Adat, adalah kemampuan budaya manusia dalam konteks dimana dia ada. Setelah peristiwa air bah, manusia terserak dalam banyak bahasa. Berkembang menjadi berbagai bangsa, di berbagai benua dan negara. Lokasi tinggalnya ada yang dipesisir pantai, di daerah pegunungan, hutan, atau perkotaan. Di sini manusia beradaptasi dengan linkungannya dan membangun apa yang kita sebut sebagai adat istiadat, atau budaya setempat. Ini yang perlu dikembalikan kepada nilai Alkitab.

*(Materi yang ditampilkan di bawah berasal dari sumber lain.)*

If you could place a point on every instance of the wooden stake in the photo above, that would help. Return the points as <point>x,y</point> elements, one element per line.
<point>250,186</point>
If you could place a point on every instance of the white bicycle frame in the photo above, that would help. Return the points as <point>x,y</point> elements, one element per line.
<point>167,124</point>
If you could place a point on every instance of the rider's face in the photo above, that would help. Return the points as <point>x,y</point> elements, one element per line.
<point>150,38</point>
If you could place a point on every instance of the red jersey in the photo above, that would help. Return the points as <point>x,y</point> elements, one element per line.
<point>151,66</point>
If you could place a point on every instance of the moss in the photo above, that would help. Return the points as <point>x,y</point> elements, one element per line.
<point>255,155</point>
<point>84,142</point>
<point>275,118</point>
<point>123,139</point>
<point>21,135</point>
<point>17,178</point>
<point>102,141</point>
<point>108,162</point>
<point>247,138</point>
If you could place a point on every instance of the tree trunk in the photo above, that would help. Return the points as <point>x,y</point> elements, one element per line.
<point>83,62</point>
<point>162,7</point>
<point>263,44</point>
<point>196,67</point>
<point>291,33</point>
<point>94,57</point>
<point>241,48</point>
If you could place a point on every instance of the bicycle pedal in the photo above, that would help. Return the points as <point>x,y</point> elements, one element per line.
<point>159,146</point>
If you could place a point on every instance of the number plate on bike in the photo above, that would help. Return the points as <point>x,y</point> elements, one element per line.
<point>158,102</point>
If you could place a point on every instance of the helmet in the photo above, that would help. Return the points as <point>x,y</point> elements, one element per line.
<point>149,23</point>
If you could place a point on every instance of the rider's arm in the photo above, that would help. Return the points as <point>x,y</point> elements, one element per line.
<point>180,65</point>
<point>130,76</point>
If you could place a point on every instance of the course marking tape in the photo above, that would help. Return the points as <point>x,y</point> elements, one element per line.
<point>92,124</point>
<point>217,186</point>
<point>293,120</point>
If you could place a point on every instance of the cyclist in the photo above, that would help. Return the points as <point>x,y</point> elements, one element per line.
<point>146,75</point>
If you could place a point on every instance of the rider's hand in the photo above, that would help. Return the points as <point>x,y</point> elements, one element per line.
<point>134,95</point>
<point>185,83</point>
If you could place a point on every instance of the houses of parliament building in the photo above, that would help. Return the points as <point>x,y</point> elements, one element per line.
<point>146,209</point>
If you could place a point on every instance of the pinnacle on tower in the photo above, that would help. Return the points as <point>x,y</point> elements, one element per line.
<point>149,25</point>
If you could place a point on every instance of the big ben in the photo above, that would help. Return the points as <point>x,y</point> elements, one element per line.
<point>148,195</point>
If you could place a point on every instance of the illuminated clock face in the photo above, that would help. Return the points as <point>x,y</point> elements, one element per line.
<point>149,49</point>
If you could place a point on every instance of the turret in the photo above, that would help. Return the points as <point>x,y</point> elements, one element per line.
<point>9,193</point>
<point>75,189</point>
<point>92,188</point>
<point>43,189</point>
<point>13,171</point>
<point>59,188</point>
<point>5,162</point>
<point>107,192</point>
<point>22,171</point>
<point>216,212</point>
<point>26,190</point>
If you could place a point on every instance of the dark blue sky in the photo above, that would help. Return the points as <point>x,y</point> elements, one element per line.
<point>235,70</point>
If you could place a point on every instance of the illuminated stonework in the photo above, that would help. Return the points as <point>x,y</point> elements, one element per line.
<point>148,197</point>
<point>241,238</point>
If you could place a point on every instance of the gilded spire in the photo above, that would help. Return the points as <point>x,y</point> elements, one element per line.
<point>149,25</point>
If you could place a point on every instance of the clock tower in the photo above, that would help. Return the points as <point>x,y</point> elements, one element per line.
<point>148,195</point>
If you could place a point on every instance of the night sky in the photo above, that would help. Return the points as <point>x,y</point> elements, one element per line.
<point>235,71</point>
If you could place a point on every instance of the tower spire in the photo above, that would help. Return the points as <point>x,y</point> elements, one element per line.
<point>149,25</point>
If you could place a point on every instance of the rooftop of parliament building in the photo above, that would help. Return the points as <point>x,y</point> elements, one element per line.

Jadi budaya, atau adat istiadat tidak pernah salah pada dirinya. Yang salah adalah nilai yang ditaruh di dalamnya. Sama seperti pisau bukanlah benda berbahaya, karena tergantung pemakaiannya. Ini perlu disadari, sehingga tidak gelap mata berkata adat itu dosa. Para nabi,Yesus Kristus, rasul, semua hidup dalam adat istiadat setempat. Yesus Krsitus menjadi undangan dan hadir di perkawinan di Kana. Minum anggur menjadi adat istiadat Yahudi, maka jika kehabisan itu akan jadi aib.Tuhan Yesus mengerti adat itu dan memfasilitasinya, membuat air menjadi anggur (Yoh 2:1-11).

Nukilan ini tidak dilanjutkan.